May 4, 2017

Purdue project with West Lafayette students ready for lift-off

WEST LAFAYETTE, Ind.  — Purdue University students and West Lafayette second-graders alike are anxiously awaiting their mutual experiment to head up on a Blue Origin sub-orbital rocket.

For more than two years, College of Engineering students in the School of Astronautics and Aeronautics have helped Maggie Samudio’s second-grade students perfect an experiment testing whether the Say’s Firefly can glow in a zero-gravity environment.

 Steven Collicott, Ph.D., an aeronautics and astronautics professor for the College of Engineering, said the rocket with the experiment – titled the Zero-Gravity Glow Experiment – will go up later this year. No exact launch date has been released.

Collicott said as many as 25 aerospace engineering students have helped the second-graders with the project, including interacting through classroom visits and demonstrations.

''It's been great fun working with my local grade school,” Collicott said. “I was pleasantly surprised with the intense interest of the students in all aspects of the experiment, from how high or fast the rocket goes to a question about if we will have enough dissolved oxygen in the chemical solutions for the glowing reaction to happen.”

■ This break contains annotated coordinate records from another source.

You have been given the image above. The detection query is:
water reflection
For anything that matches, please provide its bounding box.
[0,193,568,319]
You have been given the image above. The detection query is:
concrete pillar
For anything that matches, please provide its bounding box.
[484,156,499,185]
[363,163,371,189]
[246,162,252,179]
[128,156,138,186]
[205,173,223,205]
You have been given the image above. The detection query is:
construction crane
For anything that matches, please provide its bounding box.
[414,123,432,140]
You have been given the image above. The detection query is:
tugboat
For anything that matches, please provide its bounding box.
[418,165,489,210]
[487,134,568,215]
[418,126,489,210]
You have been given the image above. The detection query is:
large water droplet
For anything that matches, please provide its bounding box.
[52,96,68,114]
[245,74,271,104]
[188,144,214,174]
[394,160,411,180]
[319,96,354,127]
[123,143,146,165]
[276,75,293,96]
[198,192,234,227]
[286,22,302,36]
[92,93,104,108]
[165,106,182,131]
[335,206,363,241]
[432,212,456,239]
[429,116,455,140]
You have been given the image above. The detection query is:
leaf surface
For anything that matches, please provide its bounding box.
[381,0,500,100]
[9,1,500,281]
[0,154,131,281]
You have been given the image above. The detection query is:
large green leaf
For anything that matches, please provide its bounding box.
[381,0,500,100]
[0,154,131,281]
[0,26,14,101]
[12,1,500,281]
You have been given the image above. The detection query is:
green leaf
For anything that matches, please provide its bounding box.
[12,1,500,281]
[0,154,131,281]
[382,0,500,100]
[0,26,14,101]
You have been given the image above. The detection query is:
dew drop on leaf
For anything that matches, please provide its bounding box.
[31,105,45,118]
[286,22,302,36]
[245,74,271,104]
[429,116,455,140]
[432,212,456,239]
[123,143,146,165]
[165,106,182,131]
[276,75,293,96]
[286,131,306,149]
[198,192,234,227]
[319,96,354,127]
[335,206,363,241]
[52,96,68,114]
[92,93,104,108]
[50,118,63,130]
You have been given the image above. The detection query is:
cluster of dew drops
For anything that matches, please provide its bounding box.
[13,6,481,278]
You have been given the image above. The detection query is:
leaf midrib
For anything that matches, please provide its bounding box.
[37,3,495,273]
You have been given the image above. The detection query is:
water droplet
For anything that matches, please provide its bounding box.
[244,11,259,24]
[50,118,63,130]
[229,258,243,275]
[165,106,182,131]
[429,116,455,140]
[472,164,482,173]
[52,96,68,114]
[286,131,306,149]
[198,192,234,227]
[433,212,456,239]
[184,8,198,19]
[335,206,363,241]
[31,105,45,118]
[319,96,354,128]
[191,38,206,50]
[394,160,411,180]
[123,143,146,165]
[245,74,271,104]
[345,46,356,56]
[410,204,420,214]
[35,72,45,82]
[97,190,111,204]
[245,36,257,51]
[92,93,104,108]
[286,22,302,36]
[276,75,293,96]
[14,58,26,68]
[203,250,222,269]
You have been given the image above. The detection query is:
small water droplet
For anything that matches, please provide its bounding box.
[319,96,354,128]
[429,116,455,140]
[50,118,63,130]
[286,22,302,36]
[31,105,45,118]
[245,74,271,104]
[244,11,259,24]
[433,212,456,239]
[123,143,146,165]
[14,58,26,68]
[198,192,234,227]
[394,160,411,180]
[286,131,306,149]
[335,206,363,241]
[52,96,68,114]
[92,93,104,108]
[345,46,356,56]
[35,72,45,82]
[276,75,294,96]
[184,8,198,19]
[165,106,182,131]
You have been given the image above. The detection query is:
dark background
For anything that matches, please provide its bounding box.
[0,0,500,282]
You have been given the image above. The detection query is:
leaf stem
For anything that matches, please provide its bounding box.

Video of the experiment and the Purdue students working with second-graders is at https://youtu.be/rmTqmaaxIQw.

The rocket is expected to reach a peak altitude of 60 miles. Most airlines fly at a height of about seven miles up while the highest balloons will reach 20 miles up.

Collicott said the automated experiment weighs one pound and connects to the rocket's computer via a USB cable that supplies electrical power and a digital signal with news about how the flight is progressing.

A micro-computer listens to signals from the rocket. When weightlessness begins, the controller turns on a high-definition video camera and recorder as well as a device that pushes the plunger of a syringe.

Collicott experiment The Zero-Gravity Glow experiment is expected to launch on a Blue Origin sub-orbital rocket later this year. (Photo/College of Engineering) Download image

Collicott said the syringe injects one of the firefly chemicals into the other, causing the reaction to occur. The experiment recording will continue through descent and landing.

“I want to stress that we are seeking to lead the way,” he said. “This exact launch opportunity is available to all schools in the years ahead.”

Collicott is no stranger to the Blue Origin rocket launches. He was one of three scientists asked by Blue Origin to work with the private company as it tested and perfected its suborbital rocket design.

An experiment by Collicott testing the physics of liquid movement in zero-gravity situations was carried in the payload of rocket which took off on June 19 from a private location in Texas.